Technical Illustrating.


Technical illustrating, like technical writing, bridges technology to the people that use it. Technical illustrating allows the user to not only see what a component looks like, but also how it works, how its parts fit together and how it interacts with other components.

 

Technical illustrating, incidentally, is what I enjoy doing the most (Not that I don't enjoy doing the other things too!) and I particularily welcome assignments that involve technical illustrating.

 

Technical illustrating can be a very effective and efficient method of technical communication. Often, what would require a lot of writing to describe can be conveyed in a glance by a good technical illustration. Writing has limitations of language and syntex, but imagery does not. In this global economy, have you noticed that instructions and explanations that come with products tend to use more images and less writing? It's the same with the visual medium of the internet: pictures and images are what capture attention.

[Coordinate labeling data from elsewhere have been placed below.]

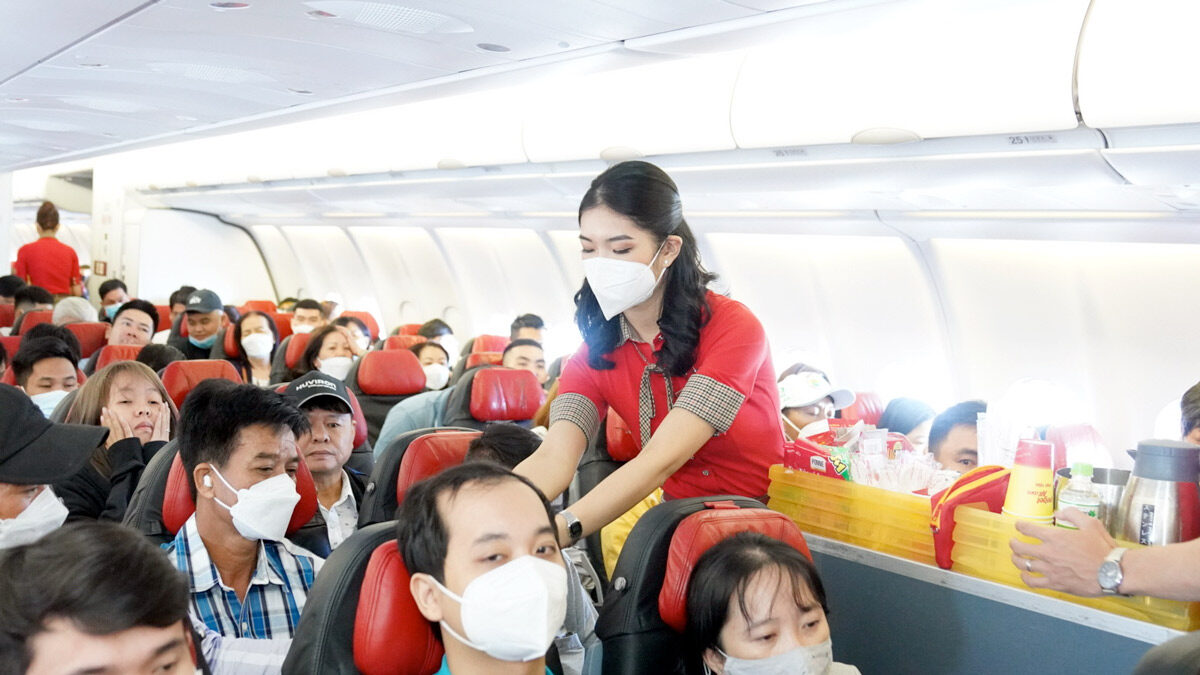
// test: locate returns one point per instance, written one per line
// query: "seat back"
(868, 407)
(360, 619)
(637, 639)
(90, 335)
(113, 353)
(33, 318)
(402, 341)
(379, 499)
(490, 344)
(180, 377)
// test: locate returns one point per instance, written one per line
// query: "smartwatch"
(574, 527)
(1110, 574)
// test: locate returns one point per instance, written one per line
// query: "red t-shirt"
(732, 387)
(48, 263)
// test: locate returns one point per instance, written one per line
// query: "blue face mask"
(203, 344)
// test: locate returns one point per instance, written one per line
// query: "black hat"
(313, 384)
(203, 300)
(34, 451)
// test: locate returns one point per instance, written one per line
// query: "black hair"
(37, 350)
(103, 578)
(9, 285)
(522, 342)
(959, 414)
(420, 532)
(725, 572)
(112, 285)
(159, 357)
(217, 410)
(435, 328)
(646, 195)
(142, 306)
(503, 442)
(1189, 408)
(310, 304)
(526, 321)
(59, 332)
(420, 346)
(904, 414)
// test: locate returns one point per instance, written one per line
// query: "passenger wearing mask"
(307, 316)
(259, 338)
(127, 399)
(807, 398)
(689, 369)
(46, 369)
(435, 360)
(204, 316)
(910, 417)
(953, 438)
(72, 310)
(113, 294)
(132, 323)
(237, 442)
(756, 604)
(48, 262)
(327, 448)
(486, 567)
(35, 453)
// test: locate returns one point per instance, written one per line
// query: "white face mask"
(336, 366)
(45, 514)
(49, 400)
(801, 661)
(437, 375)
(263, 509)
(621, 285)
(258, 345)
(514, 611)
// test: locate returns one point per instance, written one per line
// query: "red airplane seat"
(490, 344)
(180, 377)
(113, 353)
(91, 335)
(402, 341)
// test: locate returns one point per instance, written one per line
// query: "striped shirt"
(276, 595)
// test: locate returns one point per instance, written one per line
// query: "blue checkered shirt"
(276, 595)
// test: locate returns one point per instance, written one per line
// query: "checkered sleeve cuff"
(712, 401)
(577, 410)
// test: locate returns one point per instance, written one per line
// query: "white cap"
(807, 388)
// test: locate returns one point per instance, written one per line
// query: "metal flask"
(1161, 503)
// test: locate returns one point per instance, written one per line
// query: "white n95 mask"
(45, 514)
(621, 285)
(264, 509)
(437, 375)
(514, 611)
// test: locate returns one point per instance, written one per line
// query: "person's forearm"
(1163, 572)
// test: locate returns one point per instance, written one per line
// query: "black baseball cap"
(204, 302)
(316, 383)
(34, 451)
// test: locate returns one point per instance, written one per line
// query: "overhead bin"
(917, 69)
(1138, 64)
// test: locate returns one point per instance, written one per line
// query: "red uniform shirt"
(732, 387)
(48, 263)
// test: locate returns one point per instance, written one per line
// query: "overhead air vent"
(393, 18)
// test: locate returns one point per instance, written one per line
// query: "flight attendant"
(48, 262)
(689, 369)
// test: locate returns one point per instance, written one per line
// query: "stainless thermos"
(1161, 503)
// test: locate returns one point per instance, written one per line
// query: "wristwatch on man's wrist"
(574, 527)
(1110, 574)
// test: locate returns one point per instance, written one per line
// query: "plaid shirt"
(276, 595)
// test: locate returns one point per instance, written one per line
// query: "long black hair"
(646, 195)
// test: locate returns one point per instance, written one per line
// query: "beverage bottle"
(1080, 494)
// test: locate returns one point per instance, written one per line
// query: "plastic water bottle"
(1080, 494)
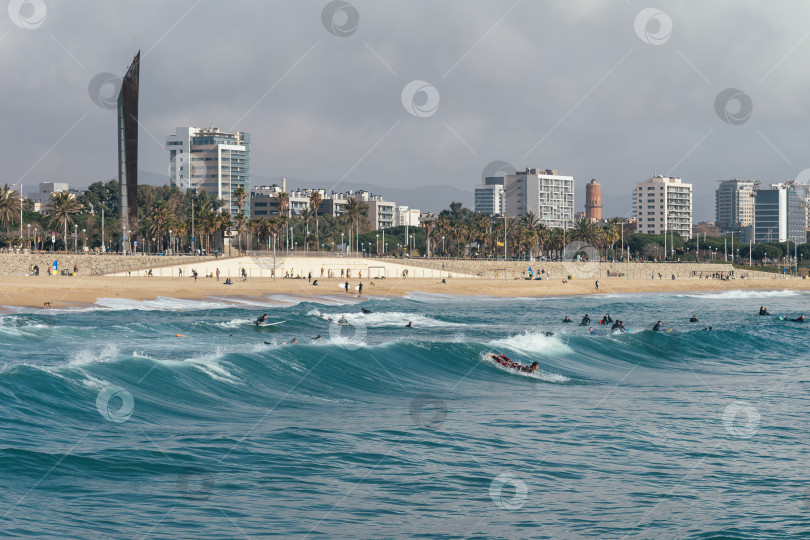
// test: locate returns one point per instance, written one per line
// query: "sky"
(413, 94)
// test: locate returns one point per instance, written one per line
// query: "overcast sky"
(608, 90)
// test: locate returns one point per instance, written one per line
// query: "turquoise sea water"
(113, 427)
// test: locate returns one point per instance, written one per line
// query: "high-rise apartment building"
(547, 194)
(489, 196)
(734, 204)
(779, 215)
(593, 200)
(210, 160)
(662, 204)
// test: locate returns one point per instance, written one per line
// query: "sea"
(174, 418)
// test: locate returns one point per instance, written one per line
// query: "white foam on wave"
(393, 319)
(161, 303)
(211, 364)
(738, 294)
(533, 342)
(545, 376)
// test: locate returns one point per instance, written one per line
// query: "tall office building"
(489, 196)
(128, 149)
(778, 214)
(593, 200)
(210, 160)
(662, 204)
(545, 193)
(734, 204)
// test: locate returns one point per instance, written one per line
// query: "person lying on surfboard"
(506, 362)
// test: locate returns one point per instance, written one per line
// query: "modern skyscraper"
(489, 196)
(734, 204)
(778, 214)
(662, 204)
(545, 193)
(593, 200)
(128, 149)
(210, 160)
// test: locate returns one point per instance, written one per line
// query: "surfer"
(506, 362)
(618, 326)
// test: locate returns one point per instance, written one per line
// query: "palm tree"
(315, 202)
(10, 204)
(585, 230)
(306, 217)
(62, 207)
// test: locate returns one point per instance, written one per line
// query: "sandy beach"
(66, 291)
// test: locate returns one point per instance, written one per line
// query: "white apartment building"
(734, 203)
(210, 160)
(407, 216)
(662, 204)
(549, 195)
(489, 197)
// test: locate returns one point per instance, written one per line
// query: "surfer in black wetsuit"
(618, 326)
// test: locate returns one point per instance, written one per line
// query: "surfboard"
(274, 323)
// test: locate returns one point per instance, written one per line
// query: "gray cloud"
(574, 74)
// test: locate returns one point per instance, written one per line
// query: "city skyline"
(624, 91)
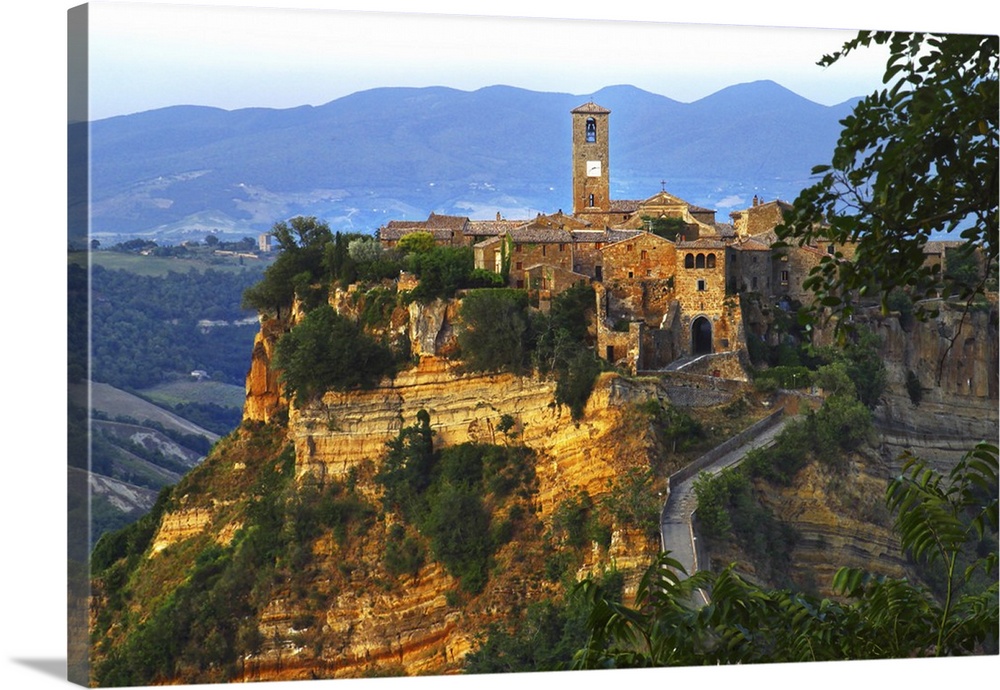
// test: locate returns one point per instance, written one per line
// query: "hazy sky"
(145, 55)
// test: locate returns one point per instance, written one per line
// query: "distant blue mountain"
(393, 153)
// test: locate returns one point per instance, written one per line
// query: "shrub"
(327, 351)
(496, 333)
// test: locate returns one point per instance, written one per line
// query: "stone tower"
(590, 160)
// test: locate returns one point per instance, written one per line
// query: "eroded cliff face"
(954, 358)
(350, 617)
(353, 618)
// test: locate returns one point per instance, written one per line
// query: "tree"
(302, 242)
(881, 618)
(916, 159)
(495, 333)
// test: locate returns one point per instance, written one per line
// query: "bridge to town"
(677, 533)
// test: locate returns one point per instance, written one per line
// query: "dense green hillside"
(154, 319)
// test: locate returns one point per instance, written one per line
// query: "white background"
(32, 359)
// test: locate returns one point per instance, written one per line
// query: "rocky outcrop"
(954, 359)
(264, 392)
(343, 429)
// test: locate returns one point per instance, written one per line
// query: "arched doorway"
(701, 336)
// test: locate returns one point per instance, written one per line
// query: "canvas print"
(424, 345)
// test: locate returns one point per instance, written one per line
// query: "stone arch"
(701, 336)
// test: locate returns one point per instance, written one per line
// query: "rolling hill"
(358, 161)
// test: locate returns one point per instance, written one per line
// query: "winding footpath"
(676, 533)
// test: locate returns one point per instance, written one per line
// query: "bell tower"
(590, 159)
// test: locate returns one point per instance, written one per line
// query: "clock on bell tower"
(590, 159)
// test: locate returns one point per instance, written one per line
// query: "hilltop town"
(667, 273)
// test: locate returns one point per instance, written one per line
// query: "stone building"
(658, 299)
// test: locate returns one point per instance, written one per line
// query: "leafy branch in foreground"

My technical/artistic background allows me to understand how something works and then illustrate it, and a lot of my work experience has been exclusively as a techncial illustrator or graphic artist. In all of my technical writing jobs during the last 20 years for corporations and businesses, I was also the technical illustrator. Not only can I create technical illustrations, I can also complement words with illustrations (and vice versa) in explaining technical concepts.


 

     

Some of the types of illustrations I have produced and can produce:

-Detailed line drawings in black and white;
-Detailed line drawings in color;
-Perspective drawings;
-Isometrics;
-Illustrated parts breakdowns;
-Interconnectivity drawings;
-Flash animations for online applications.

See Portfolio for some examples of the illustrations I've produced.


For illustrations, I generally work in Illustrator and Photoshop, and can provide illustration files in most formats, including AutoCAD.